Tim is quiet and distant, and incredibly attractive, which fuels Eric’s fantasies and his and Nathan’s speculation about Tim. Little by little, Tim loosens up and, as the work on Buchanan House progresses, Tim’s true nature comes to light. One day as Eric is wandering along the beach upset about an interaction with his brother, Eric is caught in the rising tide and is saved by Tim. In his slightly delusional state, Eric makes an advance on Tim, which Tim appears to ignore, and yet Eric can’t ignore it, can’t ignore Tim’s arousal, and regardless of what he saw, worries that he has upset Tim, whom Eric cannot afford to lose so close to opening weekend.
So I am notorious for not reading the publisher’s blurb when I pick out review books, but this time, I did read it and was intrigued by the premise: a 30-something MC who recently lost his grandmother and faces a major life change, all very interesting components, or so I thought. The actual story was a bit difficult to get into, and the leap from vacation to the purchase of Buchanan House had me confused enough to go back to the beginning of the chapter to see what I had missed.
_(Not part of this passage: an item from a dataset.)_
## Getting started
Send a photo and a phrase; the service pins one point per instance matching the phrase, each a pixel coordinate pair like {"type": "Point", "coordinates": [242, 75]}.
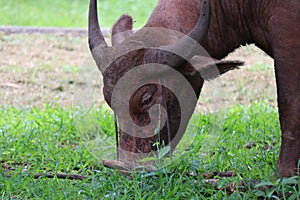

Now I may have found the story a bit challenging at the beginning, but the storyline did smooth out as it progressed, and some of the gaps were addressed in a way that made sense, but then some new elements were introduced that felt contrived. Eric’s brother Zach, yeah, his behavior and motivation made sense. His actions and the resulting confrontation felt so off base though. The inheritance. Not much, but enough to put a significant down payment on an inn and afford Tim and a number of custom pieces? Tim only charging $10 an hour for his labor? These thing did not mesh with reality, and yes, it is fiction, but it is contemporary fiction, and as such, I expect a certain plausibility.
The bulk of the characters were two-dimensional, including Tim, and Nathan, who really needed the depth considering their importance to the story. There were also the gaps, as mentioned above, which were eventually addressed, but left me confused in the meantime. Going back to Tim for a moment, I never truly understood him, his motivations, and his transition from handyman to Eric’s lover. It was so sudden and didn’t feel quite right.
Here is an example of the story being stronger without the narration. The characterizations were not too bad, but I don’t like hearing inhalations between sentences, whether in an audiobook, on TV, or on the radio. It is a pet peeve that pulls me out of the story. Johns’ narration also had other issues, such as numerous awkward pauses and some obvious mispronounced words. The most distracting part of the audio production was a hollow sound, like white noise in the background. This is a narrator that I personally will avoid in the future.
A review copy of this book was provided by Dreamspinner Press.